More and more men descended her open hatches. Then the hammering began. But the man on the box was deaf to it all.
In the cabin on the bridge-deck Mr. Dunford woke. He had been dreaming. He jumped from the bunk, put his coat and hat on and went outside. He saw the long gun on the poop as he reached the ladder. He went down. The ship seemed to throb beneath his feet. Down in the holds he could hear the monotonous sing-song voice
He walked towards the saloon, then stopped to inspect some port-holes and their dead-lights. He leaned against a stanchion, his eyes following the port-holes until they reached the saloon door.
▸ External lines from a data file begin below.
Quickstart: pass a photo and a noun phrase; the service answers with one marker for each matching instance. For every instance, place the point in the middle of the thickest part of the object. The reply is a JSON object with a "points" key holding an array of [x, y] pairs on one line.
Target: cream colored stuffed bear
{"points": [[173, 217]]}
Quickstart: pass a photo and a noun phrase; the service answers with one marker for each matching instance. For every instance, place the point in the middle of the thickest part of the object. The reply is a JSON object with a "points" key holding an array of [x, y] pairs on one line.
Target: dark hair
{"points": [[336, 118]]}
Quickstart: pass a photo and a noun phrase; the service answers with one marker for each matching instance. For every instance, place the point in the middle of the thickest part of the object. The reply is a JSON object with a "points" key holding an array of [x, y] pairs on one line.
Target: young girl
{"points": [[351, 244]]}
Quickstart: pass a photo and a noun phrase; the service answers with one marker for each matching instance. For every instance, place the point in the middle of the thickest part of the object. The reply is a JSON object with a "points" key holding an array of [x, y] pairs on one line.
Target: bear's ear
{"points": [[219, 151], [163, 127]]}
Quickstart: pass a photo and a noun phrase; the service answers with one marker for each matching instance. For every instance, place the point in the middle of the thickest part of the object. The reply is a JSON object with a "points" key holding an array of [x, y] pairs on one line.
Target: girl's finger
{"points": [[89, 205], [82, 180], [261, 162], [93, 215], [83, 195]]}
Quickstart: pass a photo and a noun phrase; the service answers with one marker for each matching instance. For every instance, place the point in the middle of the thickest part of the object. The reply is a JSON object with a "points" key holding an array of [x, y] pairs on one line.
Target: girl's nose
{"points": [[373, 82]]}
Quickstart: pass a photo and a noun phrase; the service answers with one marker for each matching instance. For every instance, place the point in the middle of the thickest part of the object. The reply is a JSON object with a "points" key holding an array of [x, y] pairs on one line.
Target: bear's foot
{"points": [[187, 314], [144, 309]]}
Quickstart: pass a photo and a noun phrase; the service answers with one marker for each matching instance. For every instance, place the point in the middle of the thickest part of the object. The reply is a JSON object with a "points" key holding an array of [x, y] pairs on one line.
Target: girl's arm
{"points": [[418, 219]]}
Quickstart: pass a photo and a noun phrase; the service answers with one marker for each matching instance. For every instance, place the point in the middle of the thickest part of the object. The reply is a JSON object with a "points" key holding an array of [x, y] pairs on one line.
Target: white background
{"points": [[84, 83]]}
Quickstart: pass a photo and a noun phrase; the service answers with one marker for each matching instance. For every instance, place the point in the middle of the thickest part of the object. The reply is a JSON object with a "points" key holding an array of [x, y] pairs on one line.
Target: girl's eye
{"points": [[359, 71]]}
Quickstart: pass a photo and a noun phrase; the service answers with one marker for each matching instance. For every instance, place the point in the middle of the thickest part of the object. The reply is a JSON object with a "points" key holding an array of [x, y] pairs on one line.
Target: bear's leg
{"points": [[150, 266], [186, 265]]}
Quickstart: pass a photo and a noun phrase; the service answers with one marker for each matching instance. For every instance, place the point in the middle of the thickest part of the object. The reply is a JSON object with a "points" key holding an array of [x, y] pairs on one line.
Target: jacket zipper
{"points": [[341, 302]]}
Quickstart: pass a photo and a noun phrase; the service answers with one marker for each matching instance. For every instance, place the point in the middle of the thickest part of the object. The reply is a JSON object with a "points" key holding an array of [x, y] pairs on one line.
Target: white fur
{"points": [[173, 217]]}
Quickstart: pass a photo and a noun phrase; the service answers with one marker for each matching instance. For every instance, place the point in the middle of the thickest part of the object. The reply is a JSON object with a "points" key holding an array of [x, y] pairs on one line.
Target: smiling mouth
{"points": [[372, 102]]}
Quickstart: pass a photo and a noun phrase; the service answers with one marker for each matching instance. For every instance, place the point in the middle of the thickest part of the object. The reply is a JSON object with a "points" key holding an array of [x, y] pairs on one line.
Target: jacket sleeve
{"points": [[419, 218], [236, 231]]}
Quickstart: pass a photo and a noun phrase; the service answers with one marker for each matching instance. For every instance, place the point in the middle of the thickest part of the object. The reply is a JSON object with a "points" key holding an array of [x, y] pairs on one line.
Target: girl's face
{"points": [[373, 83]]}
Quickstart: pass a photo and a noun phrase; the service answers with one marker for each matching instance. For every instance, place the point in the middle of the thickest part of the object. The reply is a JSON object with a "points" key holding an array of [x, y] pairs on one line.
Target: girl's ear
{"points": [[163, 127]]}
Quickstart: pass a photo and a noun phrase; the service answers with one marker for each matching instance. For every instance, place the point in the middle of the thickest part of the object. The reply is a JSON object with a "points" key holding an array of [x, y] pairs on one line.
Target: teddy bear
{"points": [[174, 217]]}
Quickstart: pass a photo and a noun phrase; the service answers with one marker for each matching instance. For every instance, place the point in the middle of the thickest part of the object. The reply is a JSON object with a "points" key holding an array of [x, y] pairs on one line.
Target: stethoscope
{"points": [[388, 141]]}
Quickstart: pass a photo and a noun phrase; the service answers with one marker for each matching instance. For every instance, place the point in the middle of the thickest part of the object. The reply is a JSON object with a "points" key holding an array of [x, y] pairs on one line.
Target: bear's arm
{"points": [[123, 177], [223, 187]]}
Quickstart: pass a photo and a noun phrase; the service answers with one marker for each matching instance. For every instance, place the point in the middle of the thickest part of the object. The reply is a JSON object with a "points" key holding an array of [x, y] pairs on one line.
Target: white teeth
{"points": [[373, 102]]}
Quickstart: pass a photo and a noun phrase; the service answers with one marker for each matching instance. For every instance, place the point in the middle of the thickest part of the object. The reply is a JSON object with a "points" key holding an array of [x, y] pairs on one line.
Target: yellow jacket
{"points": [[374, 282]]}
The man on the wooden box appeared to have fallen asleep. He went on, passed the still figure and turned into the saloon. He made his way below. After a while he was standing in the 'tween-decks between number two and three hatch. He could see the men working, the bright cluster shining down on them. They worked quickly, almost feverishly, the air was thick with the smell of new wood and strong varnish. Wood to his right and left. Tiers of wood, hands fashioning it into shapes, voices filling the air, hammers driven against nails. He thought of what they were fashioning. He was caught in the unrest again. It was like this sudden madness weaved itself secretly into the wood.
There was the secrecy, too. One was imprisoned by it. He leaned against a ladder, one hand in his trousers' pocket, his eyes following the movements of the many hands. He glimpsed a face now and then, a mere flash and it was gone. He could not hold them. Looking at their hands he imagined that they existed separately from the bodies, that did not move. The hands swept this way and that, rose and fell, the hold was alive with them. 'She'll slip out quietly to-morrow,' he was thinking, 'Just like a thief.' Those restless hands would be still then, they would have given place to something else . . . but he did not want to think about that. The work was almost completed.
He went away towards number five. Nobody noticed his presence nor his departure. For them he did not exist. He was something alien, outside their purpose, their goal. There was a break in the hammering now, a kind of hush fell upon the 'tween-decks. Mr. Dunford now saw that work in number five was hardly begun.
He climbed the ladder and landed on the flush-deck a little out of breath. He took the clear air into his lungs. Here on the main-deck men were moving about, but nobody was speaking. The man went to the rail and looking over allowed his eyes to travel into the shed. He saw the edge of a big crate containing a machine. Grain trailed itself out to the quayside. He turned round and looked across the river. There was a red glare in the sky. The river was alive with craft, unlighted, moving silently towards sea and shore. To-morrow they would pass out the same way. But where? The chart loomed large in his mind, and he said aloud, 'But where?' The secrecy was insidious, foully poisonous, one never knew. Then he turned on his heel and walked right aft, climbing to the poop.